Дальше все было гораздо лучше. Жильцы побелили печку, постелили новый линолеум на кухне, поклеили обои в гостиной (или той комнате, которая гостиной считалась), поклеили обои в детской, воткнули в детскую пластиковое окно и даже озаботились ламинатом, выкинули старую мебель.

Свои вещи они, конечно, увезли. Иванов ходил по пустым комнатам, которые никогда не видел такими просторными. В углу гостиной угадывалось бывшее лежбище телевизионной тумбочки и широкоформатного телевизора (обои в том месте были более цветными, чем в остальных местах), тут же, свернувшись калачиком, лежал белый телевизионный кабель. Стопкой лежали рядом с витками кабеля покрытые пылью журналы с просроченной телевизионной программой и фактами из жизни малоизвестных Иванову звезд.

Чего ждал Иванов от этой поездки?

Ему казалось, что он ощутит ностальгию, оторвет три или четыре слоя обоев, посмотрит, что он нарисовал на обоях у себя за кроватью, когда ему было то ли шесть, то ли семь лет. Найдет что-нибудь такое из своего детского быта. А теперь ему было жалко отрывать такие замечательные, синие с желтыми звездами обои, игрушек же из его прошлой жизни не было. На подоконнике лежал набор фломастеров цветов на тридцать, стоял Капитан Америка из киндер-сюрприза или из чего-то такого похожего на киндер. Попалась под ногу деталь от лего.

Столько было хорошего здесь, когда он ходил в детский сад, ходил в школу, но этого хорошего Иванов своим детям не хотел. Да, вроде бы весело было идти в компании друзей за свежим хлебом в магазин, отстаивать там очередь, а затем той же компанией идти за четырьмя картонными пирамидками свежего молока, снова стоять в очереди. Это было весело, потому что особенных развлечений не было, кроме уличных игр и телевизора, в котором показывали дворцы пионеров и наполненные светом школы.

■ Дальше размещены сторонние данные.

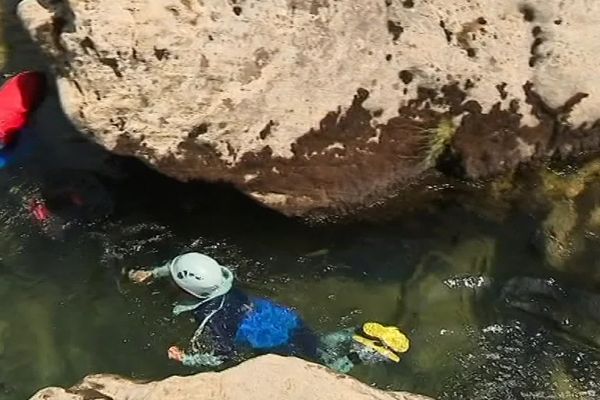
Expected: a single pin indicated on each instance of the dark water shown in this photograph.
(441, 275)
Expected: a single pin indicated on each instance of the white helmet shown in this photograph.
(201, 276)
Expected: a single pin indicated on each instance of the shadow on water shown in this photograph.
(67, 311)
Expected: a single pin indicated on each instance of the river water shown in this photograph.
(445, 275)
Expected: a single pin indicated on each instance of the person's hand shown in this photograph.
(175, 353)
(140, 276)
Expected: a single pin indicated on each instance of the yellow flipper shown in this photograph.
(380, 349)
(388, 335)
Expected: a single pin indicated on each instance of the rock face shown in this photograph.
(266, 377)
(320, 106)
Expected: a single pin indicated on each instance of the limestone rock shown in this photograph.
(266, 377)
(320, 106)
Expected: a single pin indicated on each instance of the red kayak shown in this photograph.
(19, 96)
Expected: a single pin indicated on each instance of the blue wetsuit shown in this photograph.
(242, 323)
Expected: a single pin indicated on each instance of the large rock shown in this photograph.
(314, 106)
(267, 377)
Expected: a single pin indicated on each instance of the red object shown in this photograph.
(40, 211)
(19, 96)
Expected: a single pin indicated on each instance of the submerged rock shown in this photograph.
(266, 377)
(319, 107)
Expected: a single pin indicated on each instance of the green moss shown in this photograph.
(437, 141)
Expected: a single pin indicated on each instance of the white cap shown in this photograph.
(201, 276)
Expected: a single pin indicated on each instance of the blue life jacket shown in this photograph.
(258, 324)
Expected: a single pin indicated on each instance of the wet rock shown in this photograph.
(560, 237)
(266, 377)
(320, 108)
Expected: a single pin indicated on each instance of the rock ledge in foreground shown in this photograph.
(266, 377)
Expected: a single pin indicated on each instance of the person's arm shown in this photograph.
(195, 359)
(147, 276)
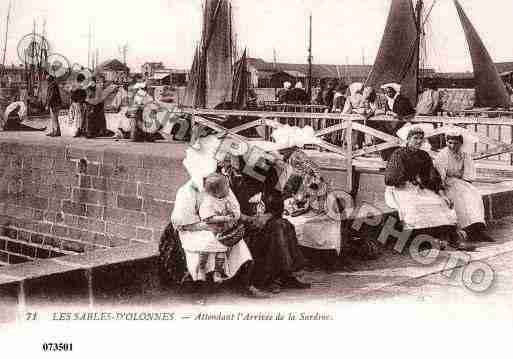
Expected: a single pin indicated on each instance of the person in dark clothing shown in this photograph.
(271, 238)
(298, 95)
(95, 124)
(328, 94)
(399, 108)
(77, 110)
(12, 119)
(397, 105)
(414, 189)
(283, 94)
(53, 103)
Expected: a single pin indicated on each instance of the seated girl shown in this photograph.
(457, 170)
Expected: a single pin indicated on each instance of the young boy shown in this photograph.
(221, 211)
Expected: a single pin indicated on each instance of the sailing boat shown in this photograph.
(398, 56)
(211, 73)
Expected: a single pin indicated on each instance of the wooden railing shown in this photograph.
(326, 124)
(275, 106)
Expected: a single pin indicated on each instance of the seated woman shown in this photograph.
(414, 190)
(397, 105)
(270, 237)
(339, 98)
(200, 247)
(362, 101)
(13, 117)
(458, 171)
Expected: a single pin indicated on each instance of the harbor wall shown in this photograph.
(59, 198)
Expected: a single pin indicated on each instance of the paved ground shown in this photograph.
(390, 279)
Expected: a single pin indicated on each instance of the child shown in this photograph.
(220, 210)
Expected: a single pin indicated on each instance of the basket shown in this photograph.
(232, 236)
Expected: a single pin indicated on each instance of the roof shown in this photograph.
(318, 70)
(292, 73)
(504, 66)
(455, 75)
(160, 75)
(112, 65)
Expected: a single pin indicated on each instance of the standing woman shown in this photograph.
(77, 110)
(95, 123)
(53, 103)
(457, 171)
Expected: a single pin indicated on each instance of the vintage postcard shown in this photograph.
(180, 174)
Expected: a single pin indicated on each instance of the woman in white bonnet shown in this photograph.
(414, 189)
(457, 170)
(193, 232)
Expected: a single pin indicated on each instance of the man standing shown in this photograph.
(53, 103)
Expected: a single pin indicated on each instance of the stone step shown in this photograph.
(12, 247)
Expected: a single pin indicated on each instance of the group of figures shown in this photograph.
(357, 98)
(217, 232)
(436, 197)
(86, 114)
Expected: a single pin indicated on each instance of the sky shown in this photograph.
(344, 31)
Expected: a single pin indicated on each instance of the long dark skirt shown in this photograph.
(95, 124)
(275, 251)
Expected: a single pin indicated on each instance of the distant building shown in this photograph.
(158, 74)
(113, 70)
(12, 76)
(148, 69)
(268, 75)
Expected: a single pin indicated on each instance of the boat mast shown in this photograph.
(418, 11)
(6, 35)
(309, 89)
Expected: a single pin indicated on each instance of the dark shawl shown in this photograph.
(415, 166)
(402, 107)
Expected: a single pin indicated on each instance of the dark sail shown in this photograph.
(490, 90)
(240, 84)
(398, 55)
(211, 72)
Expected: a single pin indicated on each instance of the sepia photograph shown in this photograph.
(193, 169)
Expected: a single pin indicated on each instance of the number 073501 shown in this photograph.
(57, 347)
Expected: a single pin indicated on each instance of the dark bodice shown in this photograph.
(416, 166)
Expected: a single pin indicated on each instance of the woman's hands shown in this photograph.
(447, 200)
(258, 221)
(194, 227)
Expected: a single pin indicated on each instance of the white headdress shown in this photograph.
(468, 138)
(355, 87)
(139, 85)
(393, 85)
(426, 128)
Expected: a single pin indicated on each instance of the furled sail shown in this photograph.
(212, 68)
(398, 55)
(192, 89)
(240, 84)
(490, 90)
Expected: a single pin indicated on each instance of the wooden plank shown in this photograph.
(327, 130)
(373, 132)
(495, 151)
(376, 148)
(349, 157)
(247, 126)
(328, 146)
(340, 117)
(471, 120)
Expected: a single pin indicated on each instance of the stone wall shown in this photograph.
(62, 198)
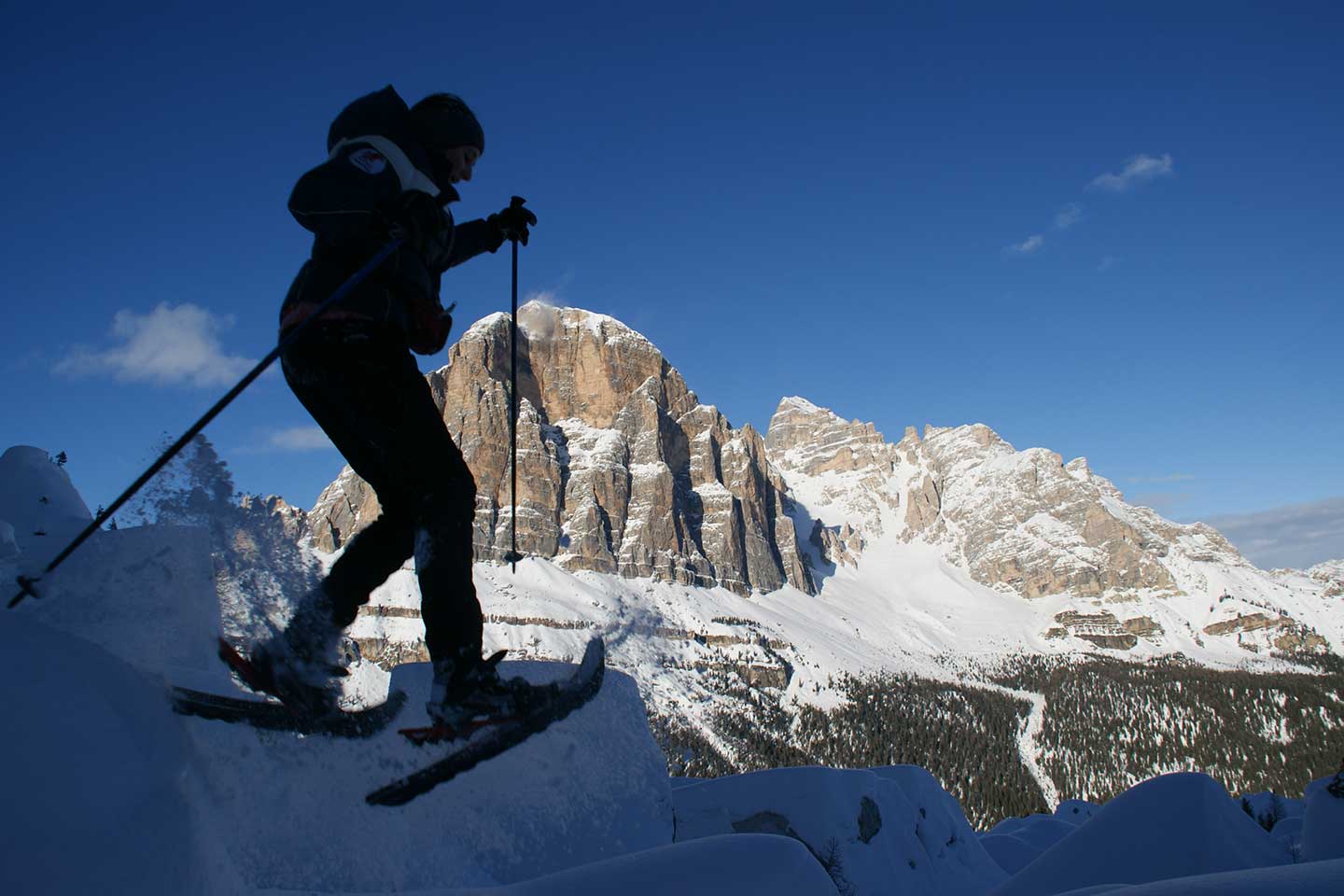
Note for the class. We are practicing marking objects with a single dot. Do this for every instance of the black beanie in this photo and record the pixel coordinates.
(442, 119)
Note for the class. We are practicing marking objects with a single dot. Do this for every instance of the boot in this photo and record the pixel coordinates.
(300, 663)
(468, 688)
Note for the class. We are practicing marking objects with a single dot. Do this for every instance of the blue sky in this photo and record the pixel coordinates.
(1111, 230)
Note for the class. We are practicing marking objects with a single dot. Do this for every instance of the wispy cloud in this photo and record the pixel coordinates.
(1069, 216)
(167, 347)
(1137, 171)
(1164, 503)
(1169, 477)
(1027, 246)
(1295, 536)
(300, 438)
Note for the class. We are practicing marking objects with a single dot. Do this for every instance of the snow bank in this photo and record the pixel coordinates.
(1309, 879)
(1075, 812)
(711, 867)
(1016, 843)
(100, 791)
(1323, 822)
(1008, 852)
(590, 788)
(885, 829)
(1170, 826)
(147, 594)
(39, 501)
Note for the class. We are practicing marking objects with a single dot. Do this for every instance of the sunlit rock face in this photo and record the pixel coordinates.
(620, 468)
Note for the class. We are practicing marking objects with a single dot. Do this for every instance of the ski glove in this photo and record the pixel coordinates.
(417, 219)
(429, 327)
(512, 222)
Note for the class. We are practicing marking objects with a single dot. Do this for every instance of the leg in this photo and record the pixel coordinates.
(370, 398)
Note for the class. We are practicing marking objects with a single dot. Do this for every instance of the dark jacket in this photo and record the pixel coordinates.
(345, 203)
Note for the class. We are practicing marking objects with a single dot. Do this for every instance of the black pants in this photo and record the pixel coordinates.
(363, 388)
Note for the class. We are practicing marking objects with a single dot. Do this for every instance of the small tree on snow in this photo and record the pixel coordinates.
(1337, 786)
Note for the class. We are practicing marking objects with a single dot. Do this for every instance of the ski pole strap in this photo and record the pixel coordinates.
(27, 584)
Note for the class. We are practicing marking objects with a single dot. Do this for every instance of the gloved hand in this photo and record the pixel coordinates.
(512, 222)
(429, 327)
(421, 225)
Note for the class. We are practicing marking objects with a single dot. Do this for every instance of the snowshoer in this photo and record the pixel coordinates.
(390, 174)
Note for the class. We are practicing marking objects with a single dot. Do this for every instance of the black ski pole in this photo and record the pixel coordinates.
(513, 556)
(27, 584)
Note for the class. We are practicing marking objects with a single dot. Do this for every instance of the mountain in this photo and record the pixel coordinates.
(623, 470)
(820, 595)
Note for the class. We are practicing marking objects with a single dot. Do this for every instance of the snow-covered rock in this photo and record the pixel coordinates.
(711, 867)
(1075, 812)
(1323, 822)
(40, 503)
(1169, 826)
(101, 785)
(1016, 843)
(147, 594)
(590, 788)
(1308, 879)
(880, 831)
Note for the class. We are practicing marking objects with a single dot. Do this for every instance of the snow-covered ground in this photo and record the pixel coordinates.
(109, 791)
(112, 792)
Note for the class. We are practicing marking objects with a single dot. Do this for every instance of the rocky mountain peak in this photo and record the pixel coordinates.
(622, 469)
(813, 440)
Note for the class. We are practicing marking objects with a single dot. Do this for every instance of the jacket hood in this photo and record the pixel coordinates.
(384, 113)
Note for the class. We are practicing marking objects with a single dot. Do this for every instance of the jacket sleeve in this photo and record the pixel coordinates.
(472, 238)
(336, 201)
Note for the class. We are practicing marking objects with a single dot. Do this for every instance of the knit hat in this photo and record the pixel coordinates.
(442, 119)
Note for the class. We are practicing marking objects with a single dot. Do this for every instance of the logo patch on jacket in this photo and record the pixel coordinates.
(369, 160)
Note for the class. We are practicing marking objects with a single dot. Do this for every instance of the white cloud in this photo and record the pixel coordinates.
(1295, 536)
(1169, 477)
(300, 438)
(1137, 171)
(1069, 216)
(1027, 246)
(168, 345)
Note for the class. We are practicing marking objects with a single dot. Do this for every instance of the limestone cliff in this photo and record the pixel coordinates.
(620, 468)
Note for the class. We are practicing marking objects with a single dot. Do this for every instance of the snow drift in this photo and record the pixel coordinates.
(1170, 826)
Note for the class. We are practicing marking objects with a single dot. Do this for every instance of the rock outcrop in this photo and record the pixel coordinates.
(620, 468)
(1025, 520)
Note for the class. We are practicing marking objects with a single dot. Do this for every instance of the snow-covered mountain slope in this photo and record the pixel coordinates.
(39, 508)
(1053, 544)
(949, 544)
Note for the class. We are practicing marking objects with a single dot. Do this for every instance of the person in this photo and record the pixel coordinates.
(390, 174)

Библиотека, в которую спускали книги из библиотеки более высокого уровня. Клуб с упором на русские народные песни, на хороводы. Сжигание чучела масленицы. Единожды завезенные в деревню зеленые бананы. Бабушка, получавшая двадцать пять рублей пенсии, потому что всю жизнь работала на земле. Летняя практика с прополкой моркови, куда даже воды для питья не подвозили, потому что иначе все школьники только и делали бы, что пили. Помощь в уборке урожая, куда гнали не только профессуру и студентов из города, но и деревенскую школоту, которая должна была привыкать к труду, к родной земле.

Арбузы, за которыми нужно было ехать на городской рынок, ведь в местный продмаг возили только всякий неликвид. Крики: «Мороженое завезли!»

Воспитанный на различных стихотворениях о любви к тому месту, где родился, хотя ничего кроме «Если дорог тебе твой дом» Иванову в голову не приходило, он ощутил грусть, что не чувствует печали по этому дому, что стремится скорее пройти обратный путь до ближайшей железнодорожной станции. Да, что-то оставалось. Несколько воспоминаний: про морозные окна, про вид из окна его комнаты, где летом потела теплица, днем и ночью блестел пруд. Но не более.

Нежных воспоминаний не больше, чем на чайную ложку. Не больше, чем влаги в жужелице.

Запирая дом, Иванов чувствовал облегчение, что если и вернется сюда, то не для того, чтобы жить тут всегда, а лишь как наследник, продающий свою родину.

* * *

Рядом с дочерью стояла черно-белая корова. Дочь срывала ей траву с земли, скармливала, вытирала руки о подол, гладила корову по шее.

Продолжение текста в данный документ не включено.